01 grudnia 2012 22:25
Czary mary, wosku lanie,
co ma stać się, niech się stanie!
TRADYCJA WRÓŻB ANDRZEJKOWYCH sięga, prawdopodobnie czasów pogańskich. Wróżby andrzejkowe, od początku miały na celu, jak dziewczęta mają poznać kandydata na męża. Gdy powstawała ta tradycja, wieczorem w wigilię imienin Andrzeja, spotykały się panny. Kobiety zamężne nie brały w tym udziału, ponieważ ich los, był już przesądzony. Wierzono, że przyszłość objawiają duchy, które zstępują na ziemię. Uważano, aby w obrzędach nie brały udziału kobiety w błogosławionym stanie, ponieważ duchy mogłyby zaszkodzić dziecku. Kawalerowie nie brali udziału w andrzejkowych wróżbach, ponieważ mieli swój własny wieczór. Mężczyźni wróżyli sobie w noc poprzedzającą dzień Św. Katarzyny - męczennicy, który przypadał na 25 dzień miesiąca.
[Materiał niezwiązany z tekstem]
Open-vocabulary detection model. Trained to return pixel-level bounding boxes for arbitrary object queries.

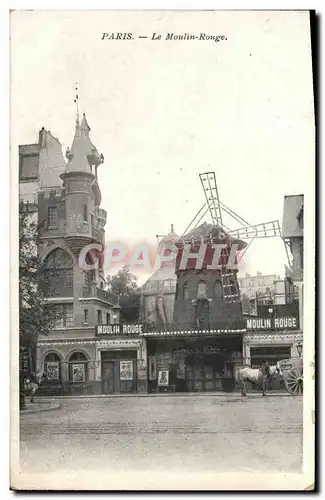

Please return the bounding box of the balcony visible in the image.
[83,285,119,306]
[91,225,104,245]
Znane są też przysłowia andrzejkowe:
Dnia 29 listopada odbyły się zabawy andrzejkowe. Najpierw bawiły się młodsze klasy 0-III. Zabawa była udana, dzieci śpiewały i wspaniale tańczyły, a swoje siły wzmacniały smacznymi i wypiekami przygotowanymi przez swoje mamy.
A potem nadszedł czas zabawy dla uczniów klas IV-VI. Wszyscy bawili się dobrze, w kolorowych kreacjach i przy najnowszych przebojach.
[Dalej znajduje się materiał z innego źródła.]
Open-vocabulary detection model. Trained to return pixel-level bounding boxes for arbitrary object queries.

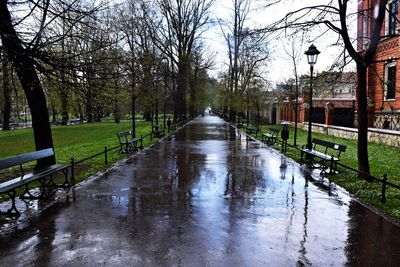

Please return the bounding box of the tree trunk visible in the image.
[357,63,369,174]
[131,89,136,137]
[0,1,55,168]
[2,53,11,131]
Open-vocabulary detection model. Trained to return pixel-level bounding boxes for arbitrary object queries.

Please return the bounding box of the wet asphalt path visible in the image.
[0,116,400,266]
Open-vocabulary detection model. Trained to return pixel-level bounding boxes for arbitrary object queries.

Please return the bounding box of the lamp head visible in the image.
[304,44,321,66]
Starszaki tego samego dnia miały także wróżby. Była wróżba z butami – związana z ustawianiem butów, jak wszystkie, dotyczy znalezienia partnerki czy partnera. Biorący udział w zabawie zdejmowali po jednym bucie z nogi i w rzędzie ustawiali je jeden za drugim w stronę progu. But, który znalazł się na progu lub go przekroczył -był to ,,but zwycięski’’. Jego właścicielka lub właściciel (spośród wszystkich obecnych i uczestniczących w zabawie) znajdzie partnera lub partnerkę ;).
Młodsi zaś wróżyli sobie w dzień św. Andrzeja, a więc 30 listopada. Dzieci z klasy I miały wróżbę z serduszkiem- kto przekłuje dane imię, takie też będzie nosić przyszła żona lub mąż. Klasa druga szukała zaciekle ukrytej czterolistnej koniczynki, bowiem ten kto ją znajdzie, będzie przez kolejny rok miał szczęście i powodzenie. A uczniowie klasy III lali wosk ii odczytywali zagadkowe figury, samodzielnie ulane. Śmiechu i radości było co nie miara.
Teraz wszyscy czekają, aż wróżby zaczną się spełniać.